For this water year, IID officials said nearly 300 fields were submitted for consideration in the district's emergency fallowing program, totaling more than 27,500 acres of farmland with a water conservation yield well in excess of IID's fallowed water requirement for the 2007-2008 fallowing program.

Due to this oversubcription, the district is offering contracts to eligible fields using a random selection system. District officials said that as contracts are declined, IID will offer additional fallowing contracts to fields based on their order from the random selection process until the program is fully contracted.

The first sets of fallowing contracts were sent to potential participants on March 12. In a prepared statement, the district said it anticipates completing the contracting process for the full number of fields by the end of April.

"Because the fallowing program is an emergency measure it's not a permanent solution. The longer-term hurdles are installing on-farm conservation measures and defining what can be done for IID system improvements," Brooke said. "Even with these considerable challenges, we're pretty much on schedule to get the plans and systems in place to manage the water transfer.
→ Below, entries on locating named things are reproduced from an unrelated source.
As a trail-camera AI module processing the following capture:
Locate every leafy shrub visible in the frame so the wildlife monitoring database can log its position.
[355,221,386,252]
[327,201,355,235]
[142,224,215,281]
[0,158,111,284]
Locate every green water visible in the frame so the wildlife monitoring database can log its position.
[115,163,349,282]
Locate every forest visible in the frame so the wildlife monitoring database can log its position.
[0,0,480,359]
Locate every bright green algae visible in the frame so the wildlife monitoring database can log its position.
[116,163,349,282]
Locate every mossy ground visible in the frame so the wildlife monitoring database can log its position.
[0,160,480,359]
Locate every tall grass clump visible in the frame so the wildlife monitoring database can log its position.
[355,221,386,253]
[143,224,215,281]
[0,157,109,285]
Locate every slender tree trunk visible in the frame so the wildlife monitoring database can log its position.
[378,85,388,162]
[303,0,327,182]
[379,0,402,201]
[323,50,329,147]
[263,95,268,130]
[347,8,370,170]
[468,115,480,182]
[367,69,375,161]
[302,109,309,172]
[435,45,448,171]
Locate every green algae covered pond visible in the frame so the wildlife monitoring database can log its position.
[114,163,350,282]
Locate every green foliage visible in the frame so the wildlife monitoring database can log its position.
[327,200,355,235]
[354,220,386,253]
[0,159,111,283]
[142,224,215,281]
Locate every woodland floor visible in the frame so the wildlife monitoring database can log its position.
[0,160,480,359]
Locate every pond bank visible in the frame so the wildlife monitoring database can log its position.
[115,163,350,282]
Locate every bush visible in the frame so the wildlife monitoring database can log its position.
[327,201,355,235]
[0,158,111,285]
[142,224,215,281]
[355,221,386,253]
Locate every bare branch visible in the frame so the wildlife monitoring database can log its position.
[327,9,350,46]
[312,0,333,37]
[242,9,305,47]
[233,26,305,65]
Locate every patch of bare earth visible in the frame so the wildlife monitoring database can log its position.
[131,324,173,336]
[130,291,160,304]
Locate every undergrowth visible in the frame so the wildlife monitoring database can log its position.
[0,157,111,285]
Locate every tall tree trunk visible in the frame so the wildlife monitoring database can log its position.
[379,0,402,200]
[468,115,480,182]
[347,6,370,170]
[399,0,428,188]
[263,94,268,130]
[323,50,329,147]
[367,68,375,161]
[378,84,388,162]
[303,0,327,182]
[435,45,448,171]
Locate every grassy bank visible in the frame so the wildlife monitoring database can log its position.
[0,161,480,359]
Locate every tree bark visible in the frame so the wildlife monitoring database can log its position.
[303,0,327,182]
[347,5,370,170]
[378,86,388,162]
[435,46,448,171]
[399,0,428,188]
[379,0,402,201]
But, don't get me wrong, we've still got some huge decisions ahead of us.

"We operate on a 24-hour system and constantly move the water around. As we set baselines for usage, we will have to decide if it's going to be based on actual crop requirements, historic use or by simple division of acres into acre feet. There's also a problem of fairness for farmers that have paid to improve their water conservation systems before the agreement was signed versus those who haven't installed the equipment yet," he said.

Yet another wrinkle that still needs to be ironed out is the future of the Salton Sea. Irrigation water drains into the sea and has since the man-made lake was formed by accident in 1905. Currently, the salinity of the sea is about 135 percent the salinity of the Pacific Ocean.

Water researchers say more than 17 percent of the delivered irrigation water in the Imperial Valley becomes tailwater runoff, the only supply of fresh water that goes to the sea, except water that comes from rain or system malfunctions. With improved conservation measures, that percentage would decline. For now Salton Sea mitigation water generated from fallowing will cover the shortfall, but other solutions are being sought.

Imperial County water and agriculture leaders have been working with state officials to develop a plan and funding to protect the Salton Sea, but Brooke said there's a long way to go to find a workable solution with broad-based support.

The impact of the water transfer, increased on-farm conservation, reduced runoff from farms into the Salton Sea, along with regulations related to TMDLs, major construction projects, lingering lawsuits, are just some of the issues sparked by the QSA and the required water transfer.

Brooke said that although progress is being made in sorting it all out, it's an effort that often leaves members of Imperial's vibrant farming community uneasy.

"We're business people trying to make future decisions without knowing all the details," he said.